それは、そのメーカーが新4K衛星放送対応BS/CS 4Kチューナー内蔵テレビを発売するまで新しい4Kテレビは買わないでください。
別途、新4K衛星放送対応BS/CS 4Kチューナーを購入する必要があるという無駄な出費以上に、購入した4Kテレビの価値も極端に下がるためです。
「新4K衛星放送対応BS/CS 4Kチューナーを繋げば見れる」の嘘
3Dテレビで失敗したテレビ業界は4Kテレビに活路を見出そうとしました。価格の下落して苦しんでいた液晶業界が高解像度液晶で活路を見出そうとしていたことと、利害が一致したのです。
そのため、放送規格も伝送方式も決まっていない状態なのに、4Kテレビの販売を始めました。
その後、伝送規格のHDMI 2.0Xや著作権保護規格のHDCP 2.X、HDRなどが順次決まってきました。しかし、規格が決まっていない状態で販売された製品は、後から決まった規格に対応できるはずがありません。
それでも、「将来、4K放送が始まったら4Kチューナーをつなげば見ることができる」と宣伝して売ってしまった以上、4Kチューナーをつないでも見れないという状況は、非常によろしくないのです。
そのため、新4K衛星放送対応BS/CS 4Kチューナーには仕掛けが施されています。
これは今売られている4Kテレビの状況です。点線から左が4Kテレビとなります。
見ているTV番組は2K、BDレコーダーからの映像も2Kです。そのため「2K映像コンテンツの流れ」で黄色い線が示すように2K映像は4K映像にアップコンバートされて表示されます。
こちらは、最新の規格に適合した4Kテレビの状況です。
一部の4K放送や4K Ultra HDブルーレイは「4K映像コンテンツの流れ」に示すようにアップコンバートはされず、4K映像のまま表示されます。
では、最新の規格に対応していない4Kテレビはどうなるかというと「4K映像コンテンツ誤動作」のようになります。
新衛星放送チューナーは最新の規格に対応していないと判定すると、出力を4Kではなく2Kに落とします。そのため、4Kテレビは通常の2K映像コンテンツと判断してアップコンバートを行う経路で4K映像として表示します。

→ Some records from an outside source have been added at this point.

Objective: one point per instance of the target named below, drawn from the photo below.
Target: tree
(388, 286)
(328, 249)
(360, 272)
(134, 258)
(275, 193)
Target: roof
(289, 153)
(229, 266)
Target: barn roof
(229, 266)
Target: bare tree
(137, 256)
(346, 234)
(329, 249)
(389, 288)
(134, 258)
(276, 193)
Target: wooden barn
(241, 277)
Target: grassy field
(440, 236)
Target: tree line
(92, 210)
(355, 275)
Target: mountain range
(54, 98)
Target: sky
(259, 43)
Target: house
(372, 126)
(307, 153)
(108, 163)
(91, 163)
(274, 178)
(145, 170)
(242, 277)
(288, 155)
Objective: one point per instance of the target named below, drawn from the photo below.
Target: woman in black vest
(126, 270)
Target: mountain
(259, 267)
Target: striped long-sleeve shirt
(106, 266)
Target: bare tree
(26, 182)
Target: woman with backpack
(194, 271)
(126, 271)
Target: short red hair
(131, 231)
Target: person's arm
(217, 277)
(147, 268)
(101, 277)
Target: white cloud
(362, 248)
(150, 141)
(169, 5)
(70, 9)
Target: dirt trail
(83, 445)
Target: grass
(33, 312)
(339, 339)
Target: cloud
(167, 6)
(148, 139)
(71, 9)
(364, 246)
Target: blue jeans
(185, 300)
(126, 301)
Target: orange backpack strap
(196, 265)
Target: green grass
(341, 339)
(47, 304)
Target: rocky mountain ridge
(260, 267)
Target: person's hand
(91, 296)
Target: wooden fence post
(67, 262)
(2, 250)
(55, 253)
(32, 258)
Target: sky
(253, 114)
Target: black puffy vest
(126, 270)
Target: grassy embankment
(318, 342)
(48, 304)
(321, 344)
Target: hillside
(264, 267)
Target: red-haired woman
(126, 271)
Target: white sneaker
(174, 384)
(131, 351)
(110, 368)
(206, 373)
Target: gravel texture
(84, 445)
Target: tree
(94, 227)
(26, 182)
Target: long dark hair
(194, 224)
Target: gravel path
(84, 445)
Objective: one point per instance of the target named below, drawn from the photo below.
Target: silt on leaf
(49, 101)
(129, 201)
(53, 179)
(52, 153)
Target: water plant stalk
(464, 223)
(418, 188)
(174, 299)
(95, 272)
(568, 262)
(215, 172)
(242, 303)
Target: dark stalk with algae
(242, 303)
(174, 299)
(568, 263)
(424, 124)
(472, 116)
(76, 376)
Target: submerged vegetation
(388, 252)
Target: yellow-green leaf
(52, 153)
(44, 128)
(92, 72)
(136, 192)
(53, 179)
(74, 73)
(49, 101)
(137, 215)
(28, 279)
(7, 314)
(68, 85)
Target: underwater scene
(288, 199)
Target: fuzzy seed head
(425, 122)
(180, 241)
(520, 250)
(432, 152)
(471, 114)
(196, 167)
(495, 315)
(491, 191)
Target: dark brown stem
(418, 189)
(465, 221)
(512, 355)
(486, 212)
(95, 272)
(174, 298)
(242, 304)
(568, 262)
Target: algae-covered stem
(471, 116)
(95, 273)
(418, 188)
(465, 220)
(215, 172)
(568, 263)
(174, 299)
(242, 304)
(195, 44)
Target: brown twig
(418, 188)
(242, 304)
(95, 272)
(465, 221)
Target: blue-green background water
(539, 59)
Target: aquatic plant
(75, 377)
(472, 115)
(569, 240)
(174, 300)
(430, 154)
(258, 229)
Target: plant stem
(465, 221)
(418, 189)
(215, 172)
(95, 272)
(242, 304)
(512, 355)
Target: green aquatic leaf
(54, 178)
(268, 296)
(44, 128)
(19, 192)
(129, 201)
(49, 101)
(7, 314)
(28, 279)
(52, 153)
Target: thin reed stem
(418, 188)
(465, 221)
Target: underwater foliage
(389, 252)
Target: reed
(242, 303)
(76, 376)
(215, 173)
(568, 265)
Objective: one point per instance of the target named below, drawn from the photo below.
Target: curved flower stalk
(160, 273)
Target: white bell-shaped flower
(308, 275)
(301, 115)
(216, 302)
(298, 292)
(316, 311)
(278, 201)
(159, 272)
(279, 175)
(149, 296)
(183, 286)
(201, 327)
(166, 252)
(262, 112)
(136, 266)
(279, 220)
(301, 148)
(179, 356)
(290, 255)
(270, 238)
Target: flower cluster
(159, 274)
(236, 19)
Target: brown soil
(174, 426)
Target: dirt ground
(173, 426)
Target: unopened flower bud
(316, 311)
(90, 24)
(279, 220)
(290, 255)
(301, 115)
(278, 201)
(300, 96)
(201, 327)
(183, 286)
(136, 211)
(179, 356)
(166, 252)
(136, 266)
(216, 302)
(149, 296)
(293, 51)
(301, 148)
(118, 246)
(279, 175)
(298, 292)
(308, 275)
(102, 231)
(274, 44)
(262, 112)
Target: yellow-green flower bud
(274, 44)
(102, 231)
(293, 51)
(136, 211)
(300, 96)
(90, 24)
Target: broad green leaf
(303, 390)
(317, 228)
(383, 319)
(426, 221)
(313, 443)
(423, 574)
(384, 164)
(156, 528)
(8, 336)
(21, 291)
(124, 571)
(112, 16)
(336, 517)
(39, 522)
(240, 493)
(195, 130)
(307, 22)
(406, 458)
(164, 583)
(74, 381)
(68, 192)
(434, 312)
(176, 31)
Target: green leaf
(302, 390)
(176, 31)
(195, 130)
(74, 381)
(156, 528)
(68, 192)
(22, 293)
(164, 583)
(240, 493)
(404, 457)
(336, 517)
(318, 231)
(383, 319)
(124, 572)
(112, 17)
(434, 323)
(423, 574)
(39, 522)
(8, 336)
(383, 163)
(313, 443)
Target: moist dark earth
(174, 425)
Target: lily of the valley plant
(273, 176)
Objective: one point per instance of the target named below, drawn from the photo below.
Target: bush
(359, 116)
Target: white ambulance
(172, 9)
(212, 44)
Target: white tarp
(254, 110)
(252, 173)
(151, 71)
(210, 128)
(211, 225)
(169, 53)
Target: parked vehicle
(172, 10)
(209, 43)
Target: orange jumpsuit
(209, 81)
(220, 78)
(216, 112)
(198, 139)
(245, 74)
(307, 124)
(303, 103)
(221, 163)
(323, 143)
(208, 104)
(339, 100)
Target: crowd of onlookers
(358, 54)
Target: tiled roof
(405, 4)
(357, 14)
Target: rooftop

この経路は、最新の規格に対応していない4Kテレビだけでなく、最新の規格に対応していてもHDCPの通信エラーやケーブルの状態、ノイズなどで規格を正しく判定できない場合にも使われます。
要は「4K放送が映る」ことが重要であり、4K解像度のまま表示されることは保証していません。国やメーカーは「4Kチューナーをつないだのに見れないじゃないか」と言われて、責任を追及される事態を恐れているのです。
実際のところ、毎日、2K映像をアップコンバートされたTV番組を見ている状況で、真の4K映像とアップコンバートされた2K映像の区別がつくでしょうか。

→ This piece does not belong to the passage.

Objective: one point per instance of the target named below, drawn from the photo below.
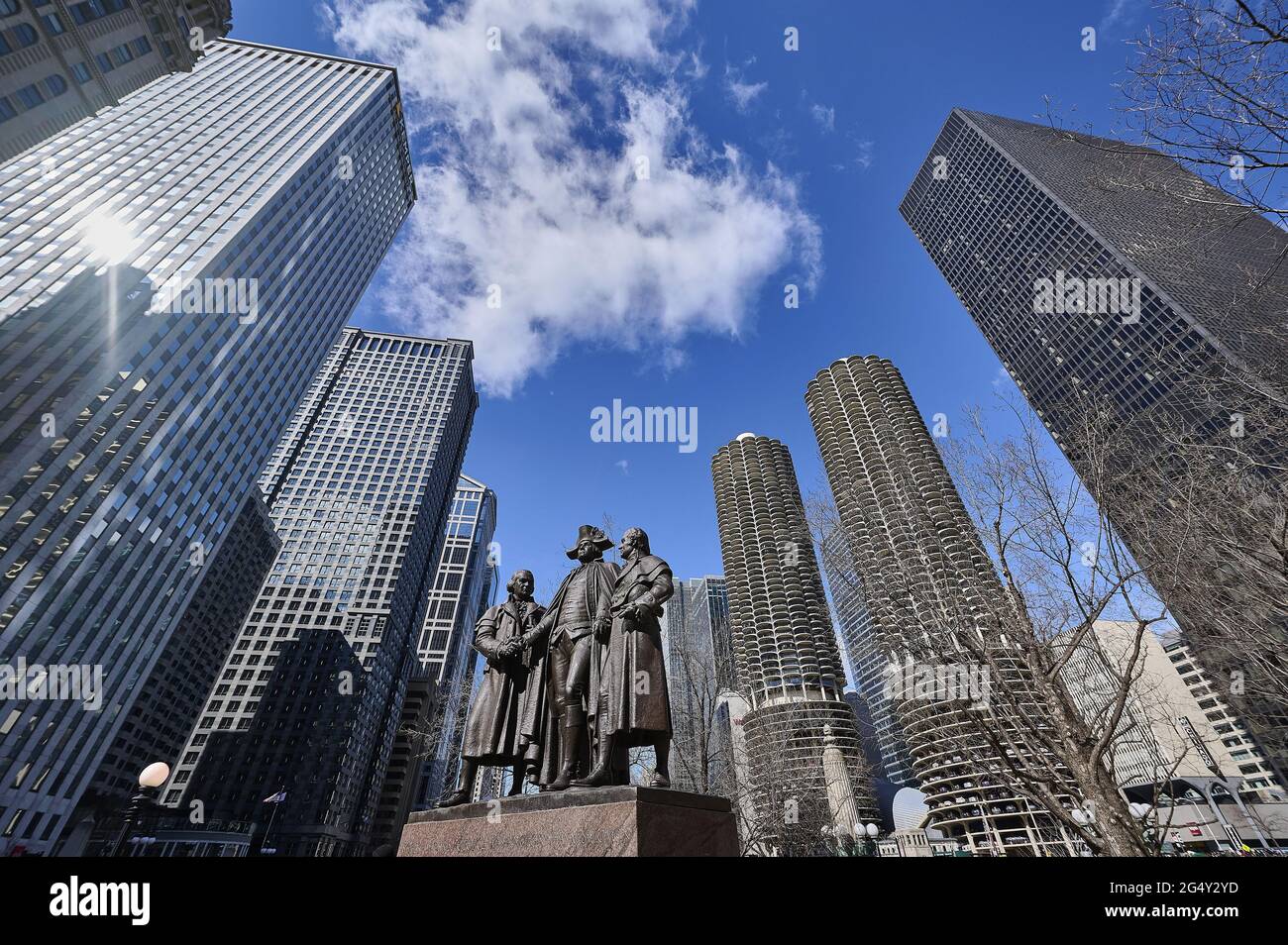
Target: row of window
(33, 95)
(53, 86)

しかし、新4K衛星放送チューナー内蔵テレビは違います。HDMIやHDCPなど関係無くテレビ内部で接続されますので通信エラーなど発生せず、必ず4K映像で表示されます。
新4K衛星放送チューナー内蔵テレビには、4Kに嘘が無いのです。
商品価値の低下
12月に新4K衛星放送が始まると、4Kテレビの呼び方が変わります。
新4K衛星放送チューナー内蔵の4Kテレビが「4Kテレビ」となり、内蔵されていない4Kテレビは「旧4Kテレビ」、「4K衛星放送 未対応テレビ」などと呼ばれるようになります。
この春から夏にかけて発売される新製品もすべてです。
こちらの記事で紹介されている新しい4Kテレビ「KJ-65A8F」は最新機能満載ですが、新4K衛星放送チューナーを内蔵していません。65型で55万円です。
では、12月にはいくらで売られているでしょう。
新4K衛星放送チューナーの価格である4万円下がるだけでしょうか。
もし、夏のボーナスで4Kテレビを買おうと考えているなら、将来価値をよく計算して購入を決めてください。
まとめ
基本的に商売は騙し合いです。
そして今は過渡期です。
いくら機能的に良くても、決定的に欠けているものがあるなら買うべきではありません。
騙される方がバカだと言われないように、よく考えて購入するかどうかを決めてください。